It was quite a show, watching the euro run higher in anticipation of new policies the ECB was about to implement. Announcing their failure to reduce the Central Bank rate from .75% should have been a clue, the Draghi press conference would disappoint the markets. And it did.
Listening to much of the Draghi Press Conference via a live webcast, I had the feeling the ECB does not recognize the urgent need for specific programs that will calm markets, and provide liquidity to Spain, Italy and other countries needing help. More than once I heard Draghi say the "ECB mandate is price stability." For a central banker, this sounds as meaningless as when his predecessor raised interest rates, hoping to halt the rise in Brent crude oil which, he claimed, was the cause of European inflation.
Are not central bankers supposed to provide liquidity for the member banks? Draghi expressed his concern for "financial market fragmentation." He said they did not discuss the plight of specific countries. If countries need help, they will need to make a formal request. The requesting country will then be expected to welcome the Troika, and give up some of their autonomy to the unelected Troika, who will make austerity recommendations they feel are appropriate.
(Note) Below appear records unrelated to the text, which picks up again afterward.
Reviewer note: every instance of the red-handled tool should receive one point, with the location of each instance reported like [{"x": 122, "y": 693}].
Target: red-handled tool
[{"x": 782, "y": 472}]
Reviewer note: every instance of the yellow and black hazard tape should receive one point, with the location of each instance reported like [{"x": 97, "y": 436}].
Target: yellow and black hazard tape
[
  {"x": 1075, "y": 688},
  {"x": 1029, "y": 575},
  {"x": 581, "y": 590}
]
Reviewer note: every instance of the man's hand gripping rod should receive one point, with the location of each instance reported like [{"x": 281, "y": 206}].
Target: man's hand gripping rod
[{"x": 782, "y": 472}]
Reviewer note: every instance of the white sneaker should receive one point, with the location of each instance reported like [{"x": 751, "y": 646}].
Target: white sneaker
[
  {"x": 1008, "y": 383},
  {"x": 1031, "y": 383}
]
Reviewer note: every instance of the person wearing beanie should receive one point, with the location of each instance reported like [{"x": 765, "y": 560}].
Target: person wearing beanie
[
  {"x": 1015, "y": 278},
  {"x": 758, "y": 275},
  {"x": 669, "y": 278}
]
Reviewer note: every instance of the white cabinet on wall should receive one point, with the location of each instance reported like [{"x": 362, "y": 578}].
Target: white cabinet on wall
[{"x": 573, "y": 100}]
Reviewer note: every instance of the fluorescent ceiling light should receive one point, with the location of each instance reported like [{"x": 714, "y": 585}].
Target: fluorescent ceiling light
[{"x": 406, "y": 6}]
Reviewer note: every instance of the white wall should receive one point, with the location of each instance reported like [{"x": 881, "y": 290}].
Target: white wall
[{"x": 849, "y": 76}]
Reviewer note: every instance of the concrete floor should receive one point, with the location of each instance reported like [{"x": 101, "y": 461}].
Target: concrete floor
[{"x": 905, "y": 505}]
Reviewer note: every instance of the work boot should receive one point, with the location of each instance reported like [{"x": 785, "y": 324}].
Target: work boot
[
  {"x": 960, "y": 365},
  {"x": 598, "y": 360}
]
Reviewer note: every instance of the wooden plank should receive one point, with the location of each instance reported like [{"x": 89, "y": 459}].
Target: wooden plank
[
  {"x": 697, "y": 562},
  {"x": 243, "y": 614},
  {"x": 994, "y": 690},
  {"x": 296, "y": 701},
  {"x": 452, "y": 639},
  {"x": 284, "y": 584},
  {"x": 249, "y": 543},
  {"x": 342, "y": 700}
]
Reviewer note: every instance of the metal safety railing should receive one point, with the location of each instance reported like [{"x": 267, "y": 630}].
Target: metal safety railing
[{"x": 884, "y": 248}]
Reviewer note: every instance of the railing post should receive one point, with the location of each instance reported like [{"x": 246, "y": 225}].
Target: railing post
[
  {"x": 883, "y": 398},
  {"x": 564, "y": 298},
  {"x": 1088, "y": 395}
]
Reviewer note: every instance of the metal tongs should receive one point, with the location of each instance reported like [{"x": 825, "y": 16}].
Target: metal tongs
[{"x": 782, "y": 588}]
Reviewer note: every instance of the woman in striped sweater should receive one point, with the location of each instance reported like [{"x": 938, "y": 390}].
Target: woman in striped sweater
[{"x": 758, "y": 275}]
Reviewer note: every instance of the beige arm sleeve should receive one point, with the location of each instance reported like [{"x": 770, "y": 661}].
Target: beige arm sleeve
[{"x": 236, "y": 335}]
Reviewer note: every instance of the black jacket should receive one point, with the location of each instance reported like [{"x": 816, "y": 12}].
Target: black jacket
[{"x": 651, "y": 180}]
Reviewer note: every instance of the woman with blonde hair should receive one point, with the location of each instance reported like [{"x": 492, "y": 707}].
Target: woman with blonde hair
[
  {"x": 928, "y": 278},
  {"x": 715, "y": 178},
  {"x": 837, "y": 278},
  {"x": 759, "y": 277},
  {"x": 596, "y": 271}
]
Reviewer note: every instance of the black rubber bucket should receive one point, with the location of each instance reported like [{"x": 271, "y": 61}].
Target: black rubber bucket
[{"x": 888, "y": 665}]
There had been rumors the ESM would become a buyer of bonds in the primary market, and the ECB would resume buying bonds in the secondary market. Confirmation of these changes would have been positive, but it sounds like the Bundesbank objects.
There were no calls for definitive policy changes. Rather the appropriate committees are going to discuss the various options. Europe's lack of urgency means they will continue marching toward the abyss. God forbid they reach it before their August vacation is over.
In the Telegraph today, Jeremy Warner had some interesting comments:
"... when German policymakers point to analysis such as that of The Conference Board as evidence of the euro working as it is supposed to, they miss the point.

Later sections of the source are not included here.